In a surprise move, White House officials in mid-January hinted that the President's budget proposal, due Feb. 7, would ignore the 1997 spending caps altogether and call for a more honest approach to budgeting. Last fall, for the second year in a row, Congress spent $30 billion to $40 billion more than the caps allowed, but masked this rule breaking by using incomprehensible accounting devices and applying the "emergency" label to certain spending items. In addition, the Clinton Administration's new budget will keep projected Social Security surpluses "off limits" for other budget uses-a mantra that Republicans seized upon last year.
Congressional appropriators immediately welcomed the news of the impending death of the spending caps. "It will make our lives easier," said one House appropriations aide. "We won't have to go through the charade that we're actually adhering to the caps." In 1999, appropriators tried but failed to persuade Republican leaders that more-realistic spending assumptions would grease the appropriations process and prevent accusations of budget gimmickry.
Staffers on the Senate Budget Committee have also welcomed the President's suggestion. They noted that because of creative accounting, more than $20 billion in fiscal 2000 spending was carried over to fiscal 2001. But Senate Budget Committee Chairman Pete V. Domenici, R-N.M., has yet to make up his mind on the caps issue. "He wants to take the temperature" of his colleagues first, said an aide, and then coordinate any strategy with the Senate and House leadership.

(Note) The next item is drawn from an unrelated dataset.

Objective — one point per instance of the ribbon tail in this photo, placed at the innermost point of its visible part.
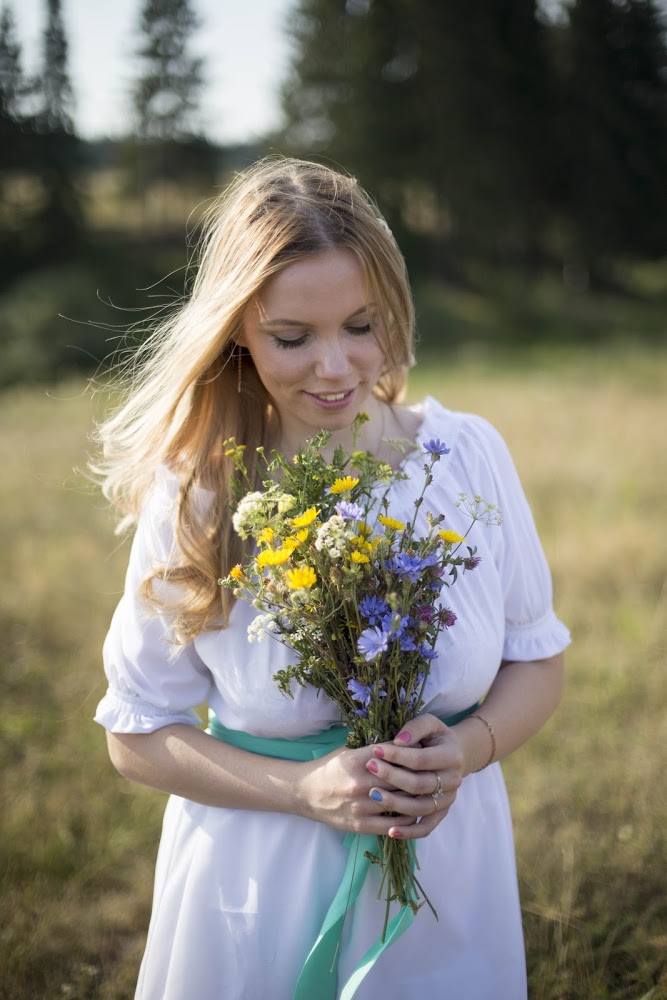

Domenici's counterpart, House Budget Committee Chairman John R. Kasich, R-Ohio, is even less enthusiastic about the idea of lifting the spending restrictions, according to an aide. The caps "have been extremely effective" in reducing spending, the aide noted, even if the political will to keep them seems to be waning in the face of huge projected budget surpluses.
While the aide would not discount the possibility of revising the caps, it is clear that Kasich and many other conservatives will not go along without some mandated restrictions on future spending-and a commitment that some of the non-Social Security surplus will be reserved for tax relief and debt reduction. "We need a new reality that helps us restrain spending, a new hammer over our head," the aide said.